Citing data compiled by the New York AG's office, McGee said that 2016 witnessed a “record number” of security notices, up 60 percent from the previous year. The information compromised consisted “overwhelmingly” of Social Security numbers and financial information.

And while hacking was one of the leading causes of breaches, the other was inadvertent disclosure. McGee said almost 30 percent of incidents were “caused by negligence,” such as the loss of a device. “Negligence, on its face, is preventable,” she added.

This March, New York's cybersecurity rules went into effect, requiring insurers and banks to inform regulators of breaches. Further, Section 899-aa under the state's General Business Law requires that “persons or businesses conducting business in New York must disclose any breaches of computerized data.”

Since then, the state has seen an uptick in breach notifications, a trend that McGee expects will continue. However, given the relative ubiquity of breaches, McGee said she expects the AG's office “to pick its enforcement battles carefully.”
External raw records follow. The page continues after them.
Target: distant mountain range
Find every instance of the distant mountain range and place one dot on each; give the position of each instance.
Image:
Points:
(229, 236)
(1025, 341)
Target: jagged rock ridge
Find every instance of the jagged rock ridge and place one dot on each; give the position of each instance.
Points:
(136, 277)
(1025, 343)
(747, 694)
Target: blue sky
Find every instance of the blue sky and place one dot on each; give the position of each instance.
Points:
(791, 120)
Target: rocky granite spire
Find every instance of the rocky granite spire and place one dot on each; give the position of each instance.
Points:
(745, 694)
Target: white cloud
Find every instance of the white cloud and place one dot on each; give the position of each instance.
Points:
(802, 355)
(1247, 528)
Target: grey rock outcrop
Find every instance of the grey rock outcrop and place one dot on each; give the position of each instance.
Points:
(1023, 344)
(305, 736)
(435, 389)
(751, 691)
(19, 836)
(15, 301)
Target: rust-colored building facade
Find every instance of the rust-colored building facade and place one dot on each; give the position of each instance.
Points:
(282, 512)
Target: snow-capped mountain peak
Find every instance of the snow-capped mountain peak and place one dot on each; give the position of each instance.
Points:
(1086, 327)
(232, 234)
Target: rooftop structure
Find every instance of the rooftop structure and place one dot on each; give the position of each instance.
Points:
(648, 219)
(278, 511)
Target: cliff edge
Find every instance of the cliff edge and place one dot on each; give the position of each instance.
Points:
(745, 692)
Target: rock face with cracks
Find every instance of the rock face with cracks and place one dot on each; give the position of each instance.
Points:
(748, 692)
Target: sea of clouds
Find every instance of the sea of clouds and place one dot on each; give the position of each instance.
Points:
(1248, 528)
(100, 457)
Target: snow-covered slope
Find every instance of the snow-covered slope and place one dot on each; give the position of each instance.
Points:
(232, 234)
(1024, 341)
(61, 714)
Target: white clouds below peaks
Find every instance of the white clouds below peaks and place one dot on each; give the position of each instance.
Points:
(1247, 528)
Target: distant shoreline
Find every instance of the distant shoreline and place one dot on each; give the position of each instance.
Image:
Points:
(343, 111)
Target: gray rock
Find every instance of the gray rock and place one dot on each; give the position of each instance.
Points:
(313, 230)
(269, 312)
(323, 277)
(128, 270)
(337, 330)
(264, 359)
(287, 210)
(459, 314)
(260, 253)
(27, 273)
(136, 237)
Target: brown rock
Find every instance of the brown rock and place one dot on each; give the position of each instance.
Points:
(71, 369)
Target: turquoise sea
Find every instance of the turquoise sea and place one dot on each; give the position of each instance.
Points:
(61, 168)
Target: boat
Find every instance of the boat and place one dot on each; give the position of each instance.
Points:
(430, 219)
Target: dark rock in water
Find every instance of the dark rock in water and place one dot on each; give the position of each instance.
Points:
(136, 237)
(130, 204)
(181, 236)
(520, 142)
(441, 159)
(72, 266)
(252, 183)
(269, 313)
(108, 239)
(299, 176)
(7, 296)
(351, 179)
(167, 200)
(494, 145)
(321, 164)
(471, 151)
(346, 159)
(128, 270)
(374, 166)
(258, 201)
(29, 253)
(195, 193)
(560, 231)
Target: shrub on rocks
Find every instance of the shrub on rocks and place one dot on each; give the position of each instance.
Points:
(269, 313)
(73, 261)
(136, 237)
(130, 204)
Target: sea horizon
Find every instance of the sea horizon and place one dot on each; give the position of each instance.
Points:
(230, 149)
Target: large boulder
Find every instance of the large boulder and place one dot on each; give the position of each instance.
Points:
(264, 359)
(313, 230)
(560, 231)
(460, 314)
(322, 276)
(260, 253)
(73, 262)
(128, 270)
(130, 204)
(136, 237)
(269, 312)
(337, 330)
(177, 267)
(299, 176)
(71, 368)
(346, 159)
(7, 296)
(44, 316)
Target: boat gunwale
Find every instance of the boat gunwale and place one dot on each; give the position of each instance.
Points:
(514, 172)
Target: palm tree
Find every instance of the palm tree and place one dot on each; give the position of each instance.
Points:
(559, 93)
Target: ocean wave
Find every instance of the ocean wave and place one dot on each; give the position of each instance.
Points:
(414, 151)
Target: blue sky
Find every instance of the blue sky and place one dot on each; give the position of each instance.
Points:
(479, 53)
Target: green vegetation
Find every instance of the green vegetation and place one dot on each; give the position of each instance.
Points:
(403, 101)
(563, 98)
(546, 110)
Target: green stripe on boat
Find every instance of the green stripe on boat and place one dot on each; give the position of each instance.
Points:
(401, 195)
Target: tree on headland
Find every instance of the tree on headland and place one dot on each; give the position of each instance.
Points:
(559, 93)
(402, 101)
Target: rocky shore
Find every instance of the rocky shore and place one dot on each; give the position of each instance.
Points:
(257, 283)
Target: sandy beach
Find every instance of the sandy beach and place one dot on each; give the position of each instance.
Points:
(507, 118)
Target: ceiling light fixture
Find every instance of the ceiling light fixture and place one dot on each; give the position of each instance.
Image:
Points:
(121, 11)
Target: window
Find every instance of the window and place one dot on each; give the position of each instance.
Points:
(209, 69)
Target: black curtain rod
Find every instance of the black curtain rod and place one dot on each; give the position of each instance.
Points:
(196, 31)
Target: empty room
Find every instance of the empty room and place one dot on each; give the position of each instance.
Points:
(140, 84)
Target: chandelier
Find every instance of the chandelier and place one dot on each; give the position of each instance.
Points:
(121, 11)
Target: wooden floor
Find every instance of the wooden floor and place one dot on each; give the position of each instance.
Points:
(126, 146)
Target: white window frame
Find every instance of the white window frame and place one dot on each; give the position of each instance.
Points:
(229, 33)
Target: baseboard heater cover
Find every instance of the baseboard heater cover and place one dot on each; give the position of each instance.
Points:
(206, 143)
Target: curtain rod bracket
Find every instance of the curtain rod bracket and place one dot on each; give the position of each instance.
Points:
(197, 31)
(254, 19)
“Our office is concerned with two elements of a data breach: failure to provide notice in a reasonable time and failure to adopt reasonable security measures,” she noted in her talk.

As an example of where the office would take enforcement action, McGee noted a Buffalo-based company that requested job applicants to upload their information to the company's website, including Social Security numbers. This, McGee said, was unnecessary, but it was also unfortunate: the company had recently hired an IT provider to redesign its website, and the website wasn't secure.

“The end result was applicants' forms, including their Social Security numbers, were cached online and exposed for periods of time,” she said. The data breach, she added, resulted from “deliberate internal decisions that had a real impact” on data security.

Further, McGee noted that this incident demonstrated how segregating IT and business departments increases risks, as does failing to follow an internal protocol.

Also discussed was the importance of keeping laws and regulations consistent with the changing data landscape. McGee pointed to New York's Shield Act, which expands the types of data in reporting requirements to passwords and biometric data. It also provides incentives for companies to get additional certification, granting safe harbor from state enforcement action if they do so.

From a state regulator perspective, “States will continue to push aggressively for companies to adopt reasonable data security measures that protect sensitive information,” McGee said. But, she added, “advances in technology will not be a substitute for data security practices.”

In McGee's view, data risk management begins with understanding the types of data being collected. However, in recent years, these types and amounts of data being collected have grown significantly.

“In the past several years, there has been an exponential growth in companies who rely on data as commodity,” she said, pointing to advertising, financial, agriculture and service sectors. “For some companies, data is the only commodity.”

These new data types are providing information in ways that were previously unthinkable, yet security measures and regulations haven't evolved in the same way. What's more, definitions over what qualifies as private or sensitive information shift with culture norms, further confusing reasons and methods for data collection and selling.

Still, McGee said, it's important to “educate people on the basic hygiene of cybersecurity”: what and how we collect information. Lastly, though importantly, the C-suite can work this information in the business model, keeping it front of mind from the start.